Programming in Python
The course will require you to use the Python programming language, and will heavily use array-based computation using the NumPy library.
Why Python: Python is widely-used, general-purpose programming language that provides access to a large number of datascience and machine learning frameworks. Unlike some special-purpose statistical languages, you’ll have to learn to routinely import some modules, as outlined below. But then you’ll find that the language does everything you need, and is widely supported.

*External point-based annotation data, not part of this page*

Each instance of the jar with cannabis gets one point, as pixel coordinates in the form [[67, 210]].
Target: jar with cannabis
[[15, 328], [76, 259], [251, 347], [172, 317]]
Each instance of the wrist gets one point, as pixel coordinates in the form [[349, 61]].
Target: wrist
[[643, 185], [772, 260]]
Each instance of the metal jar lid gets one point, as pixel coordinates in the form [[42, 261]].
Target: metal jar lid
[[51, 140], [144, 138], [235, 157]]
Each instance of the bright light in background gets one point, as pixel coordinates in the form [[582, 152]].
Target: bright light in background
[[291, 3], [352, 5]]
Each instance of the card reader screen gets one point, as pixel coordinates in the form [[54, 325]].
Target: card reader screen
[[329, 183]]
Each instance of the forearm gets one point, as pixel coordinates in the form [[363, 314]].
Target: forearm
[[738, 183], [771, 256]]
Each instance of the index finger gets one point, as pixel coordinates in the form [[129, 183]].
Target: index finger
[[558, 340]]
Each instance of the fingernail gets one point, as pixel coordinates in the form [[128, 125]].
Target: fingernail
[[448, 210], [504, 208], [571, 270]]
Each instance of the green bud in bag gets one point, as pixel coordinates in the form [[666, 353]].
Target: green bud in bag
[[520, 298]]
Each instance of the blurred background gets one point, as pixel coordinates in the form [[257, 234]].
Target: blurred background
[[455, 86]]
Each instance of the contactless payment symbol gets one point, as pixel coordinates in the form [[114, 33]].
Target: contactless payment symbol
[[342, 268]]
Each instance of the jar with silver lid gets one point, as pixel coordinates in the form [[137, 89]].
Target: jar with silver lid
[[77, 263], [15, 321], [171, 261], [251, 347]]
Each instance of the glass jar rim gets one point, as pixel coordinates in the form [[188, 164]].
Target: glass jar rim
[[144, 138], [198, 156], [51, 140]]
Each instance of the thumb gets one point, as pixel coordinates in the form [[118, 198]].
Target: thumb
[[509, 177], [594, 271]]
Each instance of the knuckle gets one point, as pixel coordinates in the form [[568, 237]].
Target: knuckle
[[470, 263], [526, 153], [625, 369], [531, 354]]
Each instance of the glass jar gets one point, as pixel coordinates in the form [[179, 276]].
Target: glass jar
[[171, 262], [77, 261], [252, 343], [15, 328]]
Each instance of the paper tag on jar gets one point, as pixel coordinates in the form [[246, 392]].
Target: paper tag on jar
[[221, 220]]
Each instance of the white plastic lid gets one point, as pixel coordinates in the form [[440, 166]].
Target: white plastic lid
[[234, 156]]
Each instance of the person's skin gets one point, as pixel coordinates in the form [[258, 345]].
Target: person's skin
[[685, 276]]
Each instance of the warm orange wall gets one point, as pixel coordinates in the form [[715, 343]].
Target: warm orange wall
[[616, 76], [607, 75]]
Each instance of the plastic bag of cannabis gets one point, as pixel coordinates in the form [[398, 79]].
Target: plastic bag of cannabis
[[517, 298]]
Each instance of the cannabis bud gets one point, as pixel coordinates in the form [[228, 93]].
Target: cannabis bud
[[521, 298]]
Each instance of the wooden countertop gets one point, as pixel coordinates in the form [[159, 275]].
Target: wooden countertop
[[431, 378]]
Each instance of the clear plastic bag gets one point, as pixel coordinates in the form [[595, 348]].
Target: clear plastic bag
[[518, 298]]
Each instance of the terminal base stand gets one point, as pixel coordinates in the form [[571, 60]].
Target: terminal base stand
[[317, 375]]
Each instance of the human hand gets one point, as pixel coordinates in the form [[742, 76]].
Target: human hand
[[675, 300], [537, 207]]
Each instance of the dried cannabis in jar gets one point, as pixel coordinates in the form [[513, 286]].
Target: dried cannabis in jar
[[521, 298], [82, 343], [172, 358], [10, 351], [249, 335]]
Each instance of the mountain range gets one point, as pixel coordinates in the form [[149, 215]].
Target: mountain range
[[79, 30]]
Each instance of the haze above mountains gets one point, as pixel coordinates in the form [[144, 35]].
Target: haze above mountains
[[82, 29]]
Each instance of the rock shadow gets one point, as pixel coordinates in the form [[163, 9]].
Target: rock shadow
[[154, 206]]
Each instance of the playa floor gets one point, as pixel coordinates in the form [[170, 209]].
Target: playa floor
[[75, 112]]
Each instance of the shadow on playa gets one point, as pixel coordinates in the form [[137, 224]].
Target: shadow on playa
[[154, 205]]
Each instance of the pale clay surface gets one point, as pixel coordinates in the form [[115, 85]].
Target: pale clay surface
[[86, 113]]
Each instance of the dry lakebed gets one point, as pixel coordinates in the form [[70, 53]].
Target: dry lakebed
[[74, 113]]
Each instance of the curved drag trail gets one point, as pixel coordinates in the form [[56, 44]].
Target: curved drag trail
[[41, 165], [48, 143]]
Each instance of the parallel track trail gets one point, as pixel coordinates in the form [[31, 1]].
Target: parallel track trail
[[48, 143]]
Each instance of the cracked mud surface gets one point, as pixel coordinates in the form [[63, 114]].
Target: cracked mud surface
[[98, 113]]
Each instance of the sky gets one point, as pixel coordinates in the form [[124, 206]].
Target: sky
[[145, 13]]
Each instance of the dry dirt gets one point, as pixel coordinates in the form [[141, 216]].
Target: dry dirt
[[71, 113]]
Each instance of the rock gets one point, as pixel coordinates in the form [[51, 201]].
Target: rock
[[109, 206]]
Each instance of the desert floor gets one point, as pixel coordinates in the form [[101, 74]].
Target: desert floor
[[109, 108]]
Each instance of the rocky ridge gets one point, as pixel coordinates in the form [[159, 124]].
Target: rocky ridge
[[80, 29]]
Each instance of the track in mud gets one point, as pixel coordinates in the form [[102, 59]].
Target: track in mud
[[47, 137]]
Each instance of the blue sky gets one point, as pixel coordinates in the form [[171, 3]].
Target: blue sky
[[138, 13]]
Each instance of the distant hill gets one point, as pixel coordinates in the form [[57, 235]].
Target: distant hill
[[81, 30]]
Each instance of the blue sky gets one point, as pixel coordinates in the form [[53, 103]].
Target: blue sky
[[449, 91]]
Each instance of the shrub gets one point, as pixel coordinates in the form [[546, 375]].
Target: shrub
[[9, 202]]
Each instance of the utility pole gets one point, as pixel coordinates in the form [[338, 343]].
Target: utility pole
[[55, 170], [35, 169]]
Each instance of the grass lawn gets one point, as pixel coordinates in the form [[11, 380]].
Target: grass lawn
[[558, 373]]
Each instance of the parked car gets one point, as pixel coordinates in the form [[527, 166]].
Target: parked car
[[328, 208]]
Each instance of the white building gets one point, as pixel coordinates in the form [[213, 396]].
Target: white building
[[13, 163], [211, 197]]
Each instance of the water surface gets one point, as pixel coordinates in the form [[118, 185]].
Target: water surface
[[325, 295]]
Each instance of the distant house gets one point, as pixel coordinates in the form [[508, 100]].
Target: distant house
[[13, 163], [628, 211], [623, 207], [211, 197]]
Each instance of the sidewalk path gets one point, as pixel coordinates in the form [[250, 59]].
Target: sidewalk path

What about other languages? Fashions can change quickly. Until 2016, Lua was used with Torch as the main machine learning framework at Facebook AI and Google DeepMind, and so might have seemed like a safe and good option. However, there is now next to no community around this framework. A lot of machine learning code used to be written in Matlab, or its free-software equivalent Octave. These languages are quicker to get started with than Python and NumPy, but are less good for writing larger programs, and don’t have the same support by the top machine learning frameworks. The R language also has its place for statistical work. Newcomers usually find it quirky, however it has a large collection of well-documented statistical packages in CRAN, and is a good choice if you primarily want to use existing statistical toolboxes. Julia is a newer general-purpose language with good scientific/numerical support, and an emphasis on performance. If you want to write compiled code in a more traditional language, you might look at using the C++ library Eigen (as used internally by TensorFlow).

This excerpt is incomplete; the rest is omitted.